Le dernier des imbéciles, en effet, peut comprendre que les techniques des gouvernements en guerre ne diffèrent que par de négligeables particularités, justifiées par les habitudes, les mœurs . Il s'agit toujours d'assurer la mobilisation totale pour la guerre totale, en attendant la mobilisation totale pour la paix totale.
Un monde gagné pour la technique est perdu pour la liberté.
... La politique de production à outrance ménage aujourd'hui sa main-d’œuvre, mais la furie de la spéculation qu'elle provoque déchaîne périodiquement des crises économiques ou des guerres qui jettent à la rue des millions de chômeurs, ou des millions de soldats au charnier... Les chefs des grands trusts internationaux, les contrôleurs de marchés auxquels il faut une guerre tous les 20 ans.
Ces sortes de considérations sur la guerre révoltent les imbéciles.
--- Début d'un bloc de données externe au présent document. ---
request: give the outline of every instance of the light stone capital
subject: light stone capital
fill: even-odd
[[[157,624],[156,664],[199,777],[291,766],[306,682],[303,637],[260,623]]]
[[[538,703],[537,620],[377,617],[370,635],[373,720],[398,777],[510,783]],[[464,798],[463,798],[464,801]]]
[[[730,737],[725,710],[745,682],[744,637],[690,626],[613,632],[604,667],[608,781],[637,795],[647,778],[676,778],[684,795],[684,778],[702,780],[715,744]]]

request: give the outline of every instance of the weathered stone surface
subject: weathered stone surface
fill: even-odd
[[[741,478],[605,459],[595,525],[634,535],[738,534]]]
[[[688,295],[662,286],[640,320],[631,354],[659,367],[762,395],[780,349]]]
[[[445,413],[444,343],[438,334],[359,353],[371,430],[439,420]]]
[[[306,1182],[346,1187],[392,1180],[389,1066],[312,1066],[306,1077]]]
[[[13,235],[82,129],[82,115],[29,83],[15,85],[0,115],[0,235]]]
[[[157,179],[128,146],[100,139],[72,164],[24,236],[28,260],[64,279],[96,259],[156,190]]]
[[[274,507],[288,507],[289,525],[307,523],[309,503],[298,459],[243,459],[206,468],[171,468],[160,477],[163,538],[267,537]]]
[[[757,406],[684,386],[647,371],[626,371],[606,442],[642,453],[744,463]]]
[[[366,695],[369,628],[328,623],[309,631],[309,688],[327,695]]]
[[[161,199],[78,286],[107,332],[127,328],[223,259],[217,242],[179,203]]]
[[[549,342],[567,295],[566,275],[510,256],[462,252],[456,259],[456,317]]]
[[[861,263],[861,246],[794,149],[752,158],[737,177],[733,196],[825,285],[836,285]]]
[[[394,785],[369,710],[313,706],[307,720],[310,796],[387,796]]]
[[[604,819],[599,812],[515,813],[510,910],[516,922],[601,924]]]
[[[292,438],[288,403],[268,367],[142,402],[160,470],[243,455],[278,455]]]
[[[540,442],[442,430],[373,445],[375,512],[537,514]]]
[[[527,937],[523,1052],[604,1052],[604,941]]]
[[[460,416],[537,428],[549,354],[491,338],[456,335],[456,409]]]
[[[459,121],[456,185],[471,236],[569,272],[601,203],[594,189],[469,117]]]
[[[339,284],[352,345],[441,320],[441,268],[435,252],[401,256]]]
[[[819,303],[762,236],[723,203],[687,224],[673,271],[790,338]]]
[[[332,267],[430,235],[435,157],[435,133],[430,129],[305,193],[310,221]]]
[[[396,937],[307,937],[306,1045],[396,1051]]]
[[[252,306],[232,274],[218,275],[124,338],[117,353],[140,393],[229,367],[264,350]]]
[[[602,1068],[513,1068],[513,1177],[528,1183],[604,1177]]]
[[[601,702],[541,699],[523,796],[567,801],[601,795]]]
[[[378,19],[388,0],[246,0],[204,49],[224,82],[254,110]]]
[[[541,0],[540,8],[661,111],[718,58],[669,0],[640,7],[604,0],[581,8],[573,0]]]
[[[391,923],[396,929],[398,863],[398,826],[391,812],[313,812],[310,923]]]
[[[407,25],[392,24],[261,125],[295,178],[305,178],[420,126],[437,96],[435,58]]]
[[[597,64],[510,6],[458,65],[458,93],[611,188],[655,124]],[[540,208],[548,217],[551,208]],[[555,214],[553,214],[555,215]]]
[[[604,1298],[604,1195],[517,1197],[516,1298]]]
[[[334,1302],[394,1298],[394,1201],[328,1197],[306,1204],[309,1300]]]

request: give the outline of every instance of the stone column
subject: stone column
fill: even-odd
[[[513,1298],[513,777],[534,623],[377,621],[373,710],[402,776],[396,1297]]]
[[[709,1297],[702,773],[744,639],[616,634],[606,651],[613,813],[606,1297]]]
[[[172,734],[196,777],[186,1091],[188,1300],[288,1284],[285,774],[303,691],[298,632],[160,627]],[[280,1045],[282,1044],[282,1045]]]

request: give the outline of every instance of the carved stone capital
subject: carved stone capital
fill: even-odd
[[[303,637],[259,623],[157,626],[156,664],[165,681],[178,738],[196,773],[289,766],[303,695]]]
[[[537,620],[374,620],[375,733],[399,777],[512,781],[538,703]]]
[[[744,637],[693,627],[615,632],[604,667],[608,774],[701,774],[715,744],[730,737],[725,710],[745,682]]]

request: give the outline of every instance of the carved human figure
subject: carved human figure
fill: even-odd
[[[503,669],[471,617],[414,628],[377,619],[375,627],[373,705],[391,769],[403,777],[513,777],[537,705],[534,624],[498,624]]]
Je le sais. Les imbéciles veulent absolument considérer "cette guerre" comme une catastrophe imprévisible pour la raison, sans doute, qu'ils ne l'ont pas prévue.
...Et comme le imbéciles mettent le nez sur les bubons que le malade porte sous chaque aisselles et ils se disent entre-eux.
<< Comment diable ces choses violacées dont la plus grosse atteint à peine la taille d'un œuf de pigeon, peuvent-elles contenir tant de pus ! L'idée ne vient pas aux imbéciles que le corps tout entier refait à mesure cette purulence. Qu'il faut tarir la source. Et si par hasard une telle idée leur était venue, ils se seraient bien gardés de l'avouer, car ils sont un des éléments de cette pourriture . La bêtise apparaît de plus en plus comme la cause première et principale de la corruption.
En tout ce qui regarde la guerre, l’Église a de plus en plus tendance à mettre au compte de la collectivité - à s'inscrire au compte des profits et des pertes - tout ce qu'elle ne peut ni approuver ni condamner.
Cent cinquante ans après la Déclaration des Droits, les dictateurs ont faillit se partager le monde, mais ce n'est pas assez dire. Ils se vantaient d'y établir un nouveau type de civilisation, et nous voyons maintenant que cette promesse n'était pas vaine, nous jugeons l'étendue et la profondeur de la crise intellectuelle et morale que la victoire ne saurait résoudre, qu'elle aggravera peut-être. Car l'idée de liberté, déjà si dangereusement affaiblie dans les consciences, ne résisterait pas à la déception d'une paix masquée, au scandaleux spectacle de l'impuissance des Démocraties. C'est déjà trop que la guerre de la liberté ait été faite selon les méthodes totalitaires; le désastre irréparable serait que la paix de demain fût faite, non seulement selon les méthodes, mais selon les principes de la dictature.